The key questions that always seem to niggle away at me are firstly, who are photographs for, and secondly how can photographs change anything? Jim Mortram and Dan Wood have both made work that gives those photographed a voice – their subjects engage in the collaboration for the opportunity it brings to have their story heard. How that changes anything is perhaps more complex as much depends on audience reach which in turn is down to the tenacity of the producer and other advocates.

As photographers, it is important that we document the world around us, particularly recording the things that others cannot easily access or see; the things where our own personal insight can bring new understandings. As I indicated right at the beginning, photographic work is not always about being at the frontline action as far as the sites of struggle are concerned – but I’m deeply grateful for the many photographers who are. Our motivations for taking photographs are all very different. I do believe that photographs should enhance understanding and that we should strive to use our skills to somehow make the world a better place. It is my experience that the best photographers have a deep commitment to such things along with a very clear sense of what they want to achieve and why – without these qualities, photography is little more than vanity.
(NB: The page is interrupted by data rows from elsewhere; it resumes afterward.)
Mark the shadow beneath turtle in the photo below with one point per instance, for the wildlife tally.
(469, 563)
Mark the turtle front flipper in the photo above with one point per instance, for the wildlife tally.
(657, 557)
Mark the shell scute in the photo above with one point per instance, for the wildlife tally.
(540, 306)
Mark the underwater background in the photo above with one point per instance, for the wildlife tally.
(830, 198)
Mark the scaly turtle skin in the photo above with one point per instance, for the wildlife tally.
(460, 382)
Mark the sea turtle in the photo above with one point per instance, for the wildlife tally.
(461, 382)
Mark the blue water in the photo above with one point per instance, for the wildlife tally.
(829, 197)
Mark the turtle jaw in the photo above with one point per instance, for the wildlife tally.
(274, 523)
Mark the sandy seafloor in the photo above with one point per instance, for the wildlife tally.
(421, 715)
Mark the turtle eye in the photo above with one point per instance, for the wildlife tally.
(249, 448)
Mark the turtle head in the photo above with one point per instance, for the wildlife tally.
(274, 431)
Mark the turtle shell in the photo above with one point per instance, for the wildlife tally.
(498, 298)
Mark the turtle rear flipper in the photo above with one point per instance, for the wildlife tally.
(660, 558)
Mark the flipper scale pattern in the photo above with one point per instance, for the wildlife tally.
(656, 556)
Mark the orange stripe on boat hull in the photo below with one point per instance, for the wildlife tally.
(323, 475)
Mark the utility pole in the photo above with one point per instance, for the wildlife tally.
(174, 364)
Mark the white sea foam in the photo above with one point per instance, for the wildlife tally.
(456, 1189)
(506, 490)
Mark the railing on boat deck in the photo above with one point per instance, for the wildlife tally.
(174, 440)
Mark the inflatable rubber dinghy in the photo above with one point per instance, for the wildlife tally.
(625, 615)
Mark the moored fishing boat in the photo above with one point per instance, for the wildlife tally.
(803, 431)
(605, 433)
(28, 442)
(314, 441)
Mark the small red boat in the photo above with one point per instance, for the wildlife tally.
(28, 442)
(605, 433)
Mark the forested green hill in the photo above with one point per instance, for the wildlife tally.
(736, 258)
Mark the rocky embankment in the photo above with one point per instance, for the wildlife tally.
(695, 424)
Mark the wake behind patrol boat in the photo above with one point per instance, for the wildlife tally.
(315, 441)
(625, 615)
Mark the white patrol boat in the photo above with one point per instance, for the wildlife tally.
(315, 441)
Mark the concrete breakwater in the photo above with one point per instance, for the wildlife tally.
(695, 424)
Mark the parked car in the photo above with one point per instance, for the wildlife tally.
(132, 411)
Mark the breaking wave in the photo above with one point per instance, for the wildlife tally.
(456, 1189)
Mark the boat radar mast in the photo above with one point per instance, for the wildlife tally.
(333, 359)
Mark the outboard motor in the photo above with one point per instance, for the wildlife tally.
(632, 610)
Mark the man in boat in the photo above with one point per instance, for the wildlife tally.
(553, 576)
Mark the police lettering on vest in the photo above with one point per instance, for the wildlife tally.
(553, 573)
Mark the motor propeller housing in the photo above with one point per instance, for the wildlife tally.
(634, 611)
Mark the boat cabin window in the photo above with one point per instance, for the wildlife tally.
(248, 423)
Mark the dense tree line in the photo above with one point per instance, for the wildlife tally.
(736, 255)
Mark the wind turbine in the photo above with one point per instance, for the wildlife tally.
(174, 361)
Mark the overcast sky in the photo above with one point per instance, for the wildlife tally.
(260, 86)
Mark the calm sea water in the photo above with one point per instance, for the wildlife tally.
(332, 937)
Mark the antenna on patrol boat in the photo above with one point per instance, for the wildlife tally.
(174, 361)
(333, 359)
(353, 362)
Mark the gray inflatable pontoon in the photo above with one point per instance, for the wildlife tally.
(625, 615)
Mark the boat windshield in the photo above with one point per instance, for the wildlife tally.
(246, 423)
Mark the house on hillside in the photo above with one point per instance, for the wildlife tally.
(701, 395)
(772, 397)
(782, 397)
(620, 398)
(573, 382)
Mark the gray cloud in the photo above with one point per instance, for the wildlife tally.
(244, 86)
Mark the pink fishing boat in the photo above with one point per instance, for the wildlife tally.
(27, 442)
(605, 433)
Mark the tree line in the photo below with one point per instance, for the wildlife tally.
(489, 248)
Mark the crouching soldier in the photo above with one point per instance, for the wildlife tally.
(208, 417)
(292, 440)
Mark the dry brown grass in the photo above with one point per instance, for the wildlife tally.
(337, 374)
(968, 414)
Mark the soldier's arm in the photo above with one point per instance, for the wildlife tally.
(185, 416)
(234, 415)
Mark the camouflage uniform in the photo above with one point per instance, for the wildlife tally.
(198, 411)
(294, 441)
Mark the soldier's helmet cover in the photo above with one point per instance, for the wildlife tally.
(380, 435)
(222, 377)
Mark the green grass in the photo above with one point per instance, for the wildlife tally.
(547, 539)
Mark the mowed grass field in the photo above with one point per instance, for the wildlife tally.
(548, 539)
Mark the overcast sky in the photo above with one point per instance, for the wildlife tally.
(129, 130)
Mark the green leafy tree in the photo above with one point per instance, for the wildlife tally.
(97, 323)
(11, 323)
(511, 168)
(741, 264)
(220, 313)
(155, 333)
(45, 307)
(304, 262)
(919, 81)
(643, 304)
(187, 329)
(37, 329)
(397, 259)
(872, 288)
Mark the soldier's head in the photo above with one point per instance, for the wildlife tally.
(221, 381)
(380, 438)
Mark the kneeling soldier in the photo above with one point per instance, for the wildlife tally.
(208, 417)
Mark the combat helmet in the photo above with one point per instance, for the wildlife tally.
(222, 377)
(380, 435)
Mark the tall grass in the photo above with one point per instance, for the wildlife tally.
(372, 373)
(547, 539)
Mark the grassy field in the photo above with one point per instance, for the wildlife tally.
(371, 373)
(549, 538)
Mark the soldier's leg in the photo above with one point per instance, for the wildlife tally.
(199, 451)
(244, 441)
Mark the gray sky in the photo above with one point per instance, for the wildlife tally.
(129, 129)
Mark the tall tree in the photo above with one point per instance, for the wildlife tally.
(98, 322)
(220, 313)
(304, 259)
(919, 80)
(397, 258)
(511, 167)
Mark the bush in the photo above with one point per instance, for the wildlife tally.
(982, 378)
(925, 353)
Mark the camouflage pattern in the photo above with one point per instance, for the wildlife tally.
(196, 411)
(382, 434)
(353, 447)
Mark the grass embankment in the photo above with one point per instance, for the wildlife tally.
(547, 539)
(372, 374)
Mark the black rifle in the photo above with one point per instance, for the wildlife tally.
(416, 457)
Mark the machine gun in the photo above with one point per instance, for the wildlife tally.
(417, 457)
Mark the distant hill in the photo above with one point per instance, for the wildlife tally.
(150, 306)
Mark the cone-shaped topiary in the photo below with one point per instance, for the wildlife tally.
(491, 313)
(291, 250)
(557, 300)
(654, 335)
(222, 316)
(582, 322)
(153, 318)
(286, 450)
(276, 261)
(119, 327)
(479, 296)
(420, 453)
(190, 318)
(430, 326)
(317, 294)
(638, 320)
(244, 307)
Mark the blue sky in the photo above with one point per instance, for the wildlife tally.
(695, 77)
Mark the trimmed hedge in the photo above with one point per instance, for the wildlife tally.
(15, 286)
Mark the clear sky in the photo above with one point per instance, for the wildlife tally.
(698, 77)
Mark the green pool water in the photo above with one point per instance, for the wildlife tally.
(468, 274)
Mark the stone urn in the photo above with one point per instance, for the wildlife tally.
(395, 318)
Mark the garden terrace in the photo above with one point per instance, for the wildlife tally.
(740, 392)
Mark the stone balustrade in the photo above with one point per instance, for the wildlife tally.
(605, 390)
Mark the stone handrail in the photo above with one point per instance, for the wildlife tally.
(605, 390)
To finish I must come back to sites of struggle and the connection to poverty. In Survival Programmes there is a reference to Professor Peter Townsend’s assessment of information gathered over two hundred years relating to the persistence of poverty. There are four key points that still hold true. In summary they are
a) poverty is not caused by individual failure,
b) poverty is caused by the unequal distribution of wealth in society,
c) there is no significant move towards wealth equality in the UK, and
d) poverty is rooted in the class inequalities of our institutional and cultural systems.

It can sometimes seem that photography doesn’t really make a difference, but advances can and are being made. Photography can help illuminate the conditions of poverty, and if thoughtfully presented with other evidence it can be a force to change the causes. Now, more than ever, at a time where austerity politics are damaging individual lives and our own communities, we need to record the harm being done around us. Perhaps now is the time to see what you can do to make the seemingly invasive conditions and processes visible now and for the future? The struggle continues.


[1] JRF https://www.theguardian.com/business/2018/dec/04/four-million-british-workers-live-in-poverty-charity-says (Accessed July 2019)
[2] Bevan Foundation https://www.bevanfoundation.org/news/2018/10/state-of-poverty-2018/ (Accessed July 2019)
[3] Big Issue #1179, p7.
[4] Sutcliffe,J. 2016. Face: Shape and Light – Helen Muspratt Photographer. Manchester: Manchester University Press. p98
[5] Tudor Hart, E. 2013. In the Shadow of Tyranny. Ostfildern: Hatje Cantz Verlag. p68
[6] Seabrook. J. The Changing Face of Unemployment. In Ten-8. Issue 11. p5
[7] Graham. P. 1996. Paul Graham, Phaidon Press, London. p12
[8] Ainsley. C. 2018 The New Working Class. University of Bristol: Policy Press. p45
[9] Exit Photography Group. 1982. Survival Programmes in Britain’s Inner Cities. Milton Keynes: Open University. p7
[10] Mortram. J. 2017. Small Town Inertia. Liverpool: Bluecoat Press.
[11] Wood. D. 2019. Pove The Great. GITH Books.